Он знал, что завтра опять предстоит бой. Бой, в котором ему не победить – разве вот только смычком-между-мирами-логике-пространства-вопреки: так ведь учил его, помнится, волшебник один, Антон Петрович Фертов!
Пал Андреич Мартынов играл до темноты, и редкие прохожие осторожно бросали в его футляр деньги. Тысячи ничего не значивших рублей.
42. ЦЕ-ЛО-ВАТЬ-СЯ
… и появилась еще в те годы игрушка. Странная такая игрушка – Magic Eye называлась.
Лизе такую отец привез.
– Из Америки, – сказала она, смущаясь. – С ними ведь, со всем его кругом, все в порядке.

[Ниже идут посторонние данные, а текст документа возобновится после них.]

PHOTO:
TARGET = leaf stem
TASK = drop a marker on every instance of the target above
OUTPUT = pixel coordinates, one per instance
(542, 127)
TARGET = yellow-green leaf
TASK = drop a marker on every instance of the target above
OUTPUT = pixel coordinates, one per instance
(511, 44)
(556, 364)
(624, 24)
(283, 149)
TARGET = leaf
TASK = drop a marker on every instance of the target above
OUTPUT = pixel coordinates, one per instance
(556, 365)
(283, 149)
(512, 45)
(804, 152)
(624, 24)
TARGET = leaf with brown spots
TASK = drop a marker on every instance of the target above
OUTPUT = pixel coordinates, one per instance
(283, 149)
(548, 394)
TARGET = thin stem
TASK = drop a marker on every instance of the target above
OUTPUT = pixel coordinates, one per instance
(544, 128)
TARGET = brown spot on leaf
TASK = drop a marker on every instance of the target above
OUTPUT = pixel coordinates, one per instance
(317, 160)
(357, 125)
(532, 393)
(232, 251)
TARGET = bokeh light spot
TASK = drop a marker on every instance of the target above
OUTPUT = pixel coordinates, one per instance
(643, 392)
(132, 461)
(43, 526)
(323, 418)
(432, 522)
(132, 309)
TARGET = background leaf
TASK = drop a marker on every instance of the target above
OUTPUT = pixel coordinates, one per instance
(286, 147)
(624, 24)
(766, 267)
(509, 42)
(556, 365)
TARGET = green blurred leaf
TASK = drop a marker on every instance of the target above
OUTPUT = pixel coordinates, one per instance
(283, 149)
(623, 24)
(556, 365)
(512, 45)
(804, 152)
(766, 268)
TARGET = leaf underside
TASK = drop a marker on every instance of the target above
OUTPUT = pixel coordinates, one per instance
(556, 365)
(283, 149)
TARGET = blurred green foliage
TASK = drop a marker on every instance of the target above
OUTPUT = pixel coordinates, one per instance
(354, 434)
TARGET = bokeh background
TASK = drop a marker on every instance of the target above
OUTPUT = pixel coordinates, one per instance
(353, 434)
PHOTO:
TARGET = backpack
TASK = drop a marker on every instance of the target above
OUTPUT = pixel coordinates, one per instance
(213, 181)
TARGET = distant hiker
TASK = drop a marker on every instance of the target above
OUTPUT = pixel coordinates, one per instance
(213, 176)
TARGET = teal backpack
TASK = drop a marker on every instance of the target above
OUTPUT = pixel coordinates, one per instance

С такими всегда все в порядке. Но дело не в этом. Смотри… У меня был целый альбом, но из него я оставила себе только один лист. Остальное в Пятаке расхватали.

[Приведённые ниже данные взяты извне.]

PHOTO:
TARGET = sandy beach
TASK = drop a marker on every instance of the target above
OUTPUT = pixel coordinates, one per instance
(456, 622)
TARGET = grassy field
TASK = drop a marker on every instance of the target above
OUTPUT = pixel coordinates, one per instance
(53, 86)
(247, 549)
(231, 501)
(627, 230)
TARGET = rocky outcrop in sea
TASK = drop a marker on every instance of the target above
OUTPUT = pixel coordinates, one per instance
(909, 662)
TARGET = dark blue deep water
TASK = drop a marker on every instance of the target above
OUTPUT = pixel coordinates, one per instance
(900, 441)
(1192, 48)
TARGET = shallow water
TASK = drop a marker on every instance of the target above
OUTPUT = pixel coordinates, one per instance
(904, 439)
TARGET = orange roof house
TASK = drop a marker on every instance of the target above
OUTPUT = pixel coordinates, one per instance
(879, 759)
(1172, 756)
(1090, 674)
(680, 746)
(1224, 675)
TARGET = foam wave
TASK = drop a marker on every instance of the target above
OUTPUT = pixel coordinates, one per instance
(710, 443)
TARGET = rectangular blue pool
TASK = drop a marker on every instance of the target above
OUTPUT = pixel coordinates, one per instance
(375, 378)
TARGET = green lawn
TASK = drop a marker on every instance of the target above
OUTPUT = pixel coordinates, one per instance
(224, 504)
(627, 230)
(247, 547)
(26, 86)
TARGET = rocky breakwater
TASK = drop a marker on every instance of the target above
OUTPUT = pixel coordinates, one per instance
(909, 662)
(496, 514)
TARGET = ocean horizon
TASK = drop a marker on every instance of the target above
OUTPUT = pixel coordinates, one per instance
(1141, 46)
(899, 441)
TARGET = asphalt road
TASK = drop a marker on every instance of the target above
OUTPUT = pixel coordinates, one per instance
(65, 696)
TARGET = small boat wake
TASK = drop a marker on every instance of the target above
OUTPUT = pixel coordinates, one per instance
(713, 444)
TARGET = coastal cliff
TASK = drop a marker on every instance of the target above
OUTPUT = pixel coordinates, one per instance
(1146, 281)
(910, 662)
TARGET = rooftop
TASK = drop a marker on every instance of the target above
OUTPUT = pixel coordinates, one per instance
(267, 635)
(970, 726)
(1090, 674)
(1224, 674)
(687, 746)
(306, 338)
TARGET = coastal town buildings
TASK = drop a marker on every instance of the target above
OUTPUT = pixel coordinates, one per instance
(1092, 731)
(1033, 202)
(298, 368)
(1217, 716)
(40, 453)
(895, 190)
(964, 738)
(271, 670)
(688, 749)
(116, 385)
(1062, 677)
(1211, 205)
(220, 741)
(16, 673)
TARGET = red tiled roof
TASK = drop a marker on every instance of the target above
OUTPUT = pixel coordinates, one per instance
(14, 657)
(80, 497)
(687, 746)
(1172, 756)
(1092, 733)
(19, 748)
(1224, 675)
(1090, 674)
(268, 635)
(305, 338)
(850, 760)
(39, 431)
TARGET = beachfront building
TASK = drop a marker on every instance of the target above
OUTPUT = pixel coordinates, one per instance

Она протянула Льву листок картона, на котором, в рамке, были изображены пятнышки разных цветов, все неправильной какой-то – специально неправильной – формы. Изображение напоминало коврик.
– Что с этим делают? – спросил Лев.
– На это просто смотрят. Не вглядываясь. Если правильно, то есть опять же не вглядываясь, смотреть, можно увидеть в глубине более крупное изображение – я не буду тебе говорить, какое оно на этом именно листе… увидишь или нет? Я только за зрение твое боюсь. Но я не могла не принести!
Лев увидел более крупное изображение немедленно. Оно оказалось многомерным – словно располагалось в ящике, а не на плоскости. Прямо перед глазами находился большой шар в кольце, напоминавший Сатурн. Под ним – вершины гор, уходящие вдаль. Прямо у подножия гор – всадница с развевающимися волосами несется во весь опор на крылатом коне. И сделано было каждое изображение из «коврика» – разноцветной поверхности, заключенной в рамку.
– Я тоже довольно быстро увидела, – похвасталась Лиза. – А потом стала проверять, видят ли другие – и в Пятаке, и во дворе около дома у нас, где наркоманы и алкоголики. Странное дело, многие в Пятаке не увидели ничего… художники! Зато наркоманы с алкоголиками увидели почти так же быстро, как я.
Лев, не отрываясь, вглядывался в картонку.
– Кстати, хочешь знать, что Сэм, который всё кактусы галлюциногенные доит, говорил про мои Марьины рощи? Я ему рассказала о том, как Пал Андреич было удивился, а он мне: ничего особенного, дескать, это всем наркоманам известно и многим алкоголикам… И даже просто творческим людям: они, значит, видят, что не только Москва, но и вообще почти любой населенный пункт – многослойные. И что он сам слои видит – у него это от Кастанеды началось и от кактусов. Достать тебе Кастанеду?